Security startup Tanium raised $100 million in a sale of common stock — a move the company billed as a “resounding vote of confidence” from the investor community, and the Wall Street Journal described as “a liquidity event for insiders following a spate of negative publicity.”
Tanium exposed customer data during a demonstration of its software last month, according to an earlier Wall Street Journal report. Around the same time Bloomberg reported an exodus of senior officials because of CEO Orion Hindawi’s “bullying management style.”
Private equity firm TPG Growth led Tanium’s funding round, which included other existing investors IVP and Andreessen Horowitz. The company was valued at $3.65 billion before the round; Tanium said the round raised its value to $3.75 billion.
The company used some of the proceeds to repurchase shares from Tanium executive chairman David Hindawi, who co-founded the startup with his son Orion. The funding will “enable him to fund his charitable endeavors, which are focused on early education and giving disadvantaged children a healthy start to life,” according to a statement. The rest of the money “will be used to provide liquidity to early employees and early investors and for general corporate purposes.”
Orion Hindawi told the Wall Street Journal the intent of the sale “is as we march toward our strategic goals, we want to make sure we’re taking care of our employees and giving them the option for liquidity over time so they’re not starving—waiting for this big feast to happen at the IPO.”

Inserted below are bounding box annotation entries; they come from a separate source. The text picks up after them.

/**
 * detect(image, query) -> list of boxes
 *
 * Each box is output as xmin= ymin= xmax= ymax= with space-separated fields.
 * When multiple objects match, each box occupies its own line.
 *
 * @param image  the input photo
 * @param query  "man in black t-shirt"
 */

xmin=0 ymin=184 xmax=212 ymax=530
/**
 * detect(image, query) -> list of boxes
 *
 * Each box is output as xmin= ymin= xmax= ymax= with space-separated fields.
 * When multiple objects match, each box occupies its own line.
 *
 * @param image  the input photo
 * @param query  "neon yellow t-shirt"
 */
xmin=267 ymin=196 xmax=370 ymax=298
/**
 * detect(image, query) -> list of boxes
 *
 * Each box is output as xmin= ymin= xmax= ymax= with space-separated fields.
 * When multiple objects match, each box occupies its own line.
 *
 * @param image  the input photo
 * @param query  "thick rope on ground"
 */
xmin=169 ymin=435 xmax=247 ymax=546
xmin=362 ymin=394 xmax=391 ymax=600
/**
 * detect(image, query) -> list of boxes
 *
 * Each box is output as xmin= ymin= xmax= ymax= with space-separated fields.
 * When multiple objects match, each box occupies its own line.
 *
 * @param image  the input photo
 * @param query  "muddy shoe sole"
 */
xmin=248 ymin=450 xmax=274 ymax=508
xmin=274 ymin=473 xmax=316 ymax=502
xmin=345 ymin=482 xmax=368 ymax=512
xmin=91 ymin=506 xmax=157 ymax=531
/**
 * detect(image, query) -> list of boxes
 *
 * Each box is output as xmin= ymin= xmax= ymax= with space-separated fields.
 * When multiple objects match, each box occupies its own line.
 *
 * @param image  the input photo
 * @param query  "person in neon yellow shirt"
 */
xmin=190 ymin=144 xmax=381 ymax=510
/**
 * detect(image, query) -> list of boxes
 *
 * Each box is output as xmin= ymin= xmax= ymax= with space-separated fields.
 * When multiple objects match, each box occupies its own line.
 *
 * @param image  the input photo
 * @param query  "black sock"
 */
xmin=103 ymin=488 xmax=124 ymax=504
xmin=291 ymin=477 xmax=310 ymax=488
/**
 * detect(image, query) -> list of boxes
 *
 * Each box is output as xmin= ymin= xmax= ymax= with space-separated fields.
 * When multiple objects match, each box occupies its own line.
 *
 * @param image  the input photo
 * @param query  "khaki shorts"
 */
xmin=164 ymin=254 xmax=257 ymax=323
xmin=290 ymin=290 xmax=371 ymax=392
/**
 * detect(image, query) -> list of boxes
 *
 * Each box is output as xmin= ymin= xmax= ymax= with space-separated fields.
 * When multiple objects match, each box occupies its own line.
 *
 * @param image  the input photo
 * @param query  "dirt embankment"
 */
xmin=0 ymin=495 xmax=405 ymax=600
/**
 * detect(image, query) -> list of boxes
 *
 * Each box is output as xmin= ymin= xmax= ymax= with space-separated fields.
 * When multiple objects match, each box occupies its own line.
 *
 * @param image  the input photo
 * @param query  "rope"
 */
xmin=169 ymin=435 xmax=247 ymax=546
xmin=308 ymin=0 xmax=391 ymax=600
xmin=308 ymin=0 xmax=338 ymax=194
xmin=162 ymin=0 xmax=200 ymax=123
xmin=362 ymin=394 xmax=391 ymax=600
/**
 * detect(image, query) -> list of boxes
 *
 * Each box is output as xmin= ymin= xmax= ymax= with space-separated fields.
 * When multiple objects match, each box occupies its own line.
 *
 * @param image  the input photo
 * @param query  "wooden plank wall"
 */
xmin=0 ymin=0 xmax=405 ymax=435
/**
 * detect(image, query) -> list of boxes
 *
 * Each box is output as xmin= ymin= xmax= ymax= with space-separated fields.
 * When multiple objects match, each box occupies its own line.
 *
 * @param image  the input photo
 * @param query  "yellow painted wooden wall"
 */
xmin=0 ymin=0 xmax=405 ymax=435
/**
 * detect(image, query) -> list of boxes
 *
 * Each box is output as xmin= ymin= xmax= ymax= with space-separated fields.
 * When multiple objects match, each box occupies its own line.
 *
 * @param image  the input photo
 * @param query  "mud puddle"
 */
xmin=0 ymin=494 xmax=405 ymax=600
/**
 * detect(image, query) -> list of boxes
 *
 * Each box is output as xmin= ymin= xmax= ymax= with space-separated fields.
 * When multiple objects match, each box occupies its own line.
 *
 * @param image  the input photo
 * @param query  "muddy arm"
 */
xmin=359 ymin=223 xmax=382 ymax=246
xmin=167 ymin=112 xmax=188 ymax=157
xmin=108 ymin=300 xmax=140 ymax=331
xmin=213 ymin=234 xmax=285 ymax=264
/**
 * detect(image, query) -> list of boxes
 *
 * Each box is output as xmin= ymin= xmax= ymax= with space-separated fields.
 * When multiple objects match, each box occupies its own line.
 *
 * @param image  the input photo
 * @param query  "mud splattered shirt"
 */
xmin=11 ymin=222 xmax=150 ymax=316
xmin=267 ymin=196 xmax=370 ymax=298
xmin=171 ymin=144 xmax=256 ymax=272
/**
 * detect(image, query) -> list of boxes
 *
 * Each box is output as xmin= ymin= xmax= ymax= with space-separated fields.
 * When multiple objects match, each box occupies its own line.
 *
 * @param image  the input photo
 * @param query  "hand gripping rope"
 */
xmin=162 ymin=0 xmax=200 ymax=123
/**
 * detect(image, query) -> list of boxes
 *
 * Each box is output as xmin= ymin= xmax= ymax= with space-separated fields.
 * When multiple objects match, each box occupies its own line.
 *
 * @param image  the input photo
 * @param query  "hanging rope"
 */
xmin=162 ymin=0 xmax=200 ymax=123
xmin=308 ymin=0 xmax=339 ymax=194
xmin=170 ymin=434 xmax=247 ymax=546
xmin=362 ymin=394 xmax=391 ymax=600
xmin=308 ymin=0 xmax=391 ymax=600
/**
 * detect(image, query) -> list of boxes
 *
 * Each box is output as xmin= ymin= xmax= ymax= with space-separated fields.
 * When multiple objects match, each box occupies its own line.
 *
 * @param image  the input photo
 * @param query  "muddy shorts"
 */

Tanium would not answer SDxCentral’s questions about the funding round, its planned IPO, and negative media reports. A spokesperson directed SDxCentral to a blog post by Orion Hindawi, which he called an open letter to customers.
Not a Toxic Culture
In the post, Hindawi addressed the reports that the company exposed data belonging to El Camino Hospital in Santa Clara, California. The community hospital said it “did not authorize desktop management data or other information to be used in any product demonstration and was not previously aware of these demonstrations or videos.”
“We take responsibility for mistakes in the use of this particular customer’s demo environment,” Hindawi wrote in the blog. “We should have done better anonymizing that customer’s data. Viewers didn’t connect the demo environment to that customer for years, and we do not believe we ever put our customer at risk with the data we showed. Looking at those demos, we see there are easy things we should have done to obscure and anonymize further.”
He also indirectly addressed the Bloomberg report, which said nine senior executives had left Tanium and alleged Hindawi fired workers before they could cash in their stock options and ridiculed employees in front of colleagues.
“It is true that I personally can be hard-edged, and that I’ve had to apologize to people at Tanium when I’ve gotten too sharp at times,” Hindawi wrote. “What is not true is that we have a toxic culture.”
He denied bullying employees and firing workers to save “a few shares of stock.”
Hindawi told the Financial Times that the media reports did not hurt business. “I spent most of my time in the weeks following those articles calling customers. I spoke personally to about 150 chief information officers and chief information security officers,” he said, adding that not one customer left Tanium.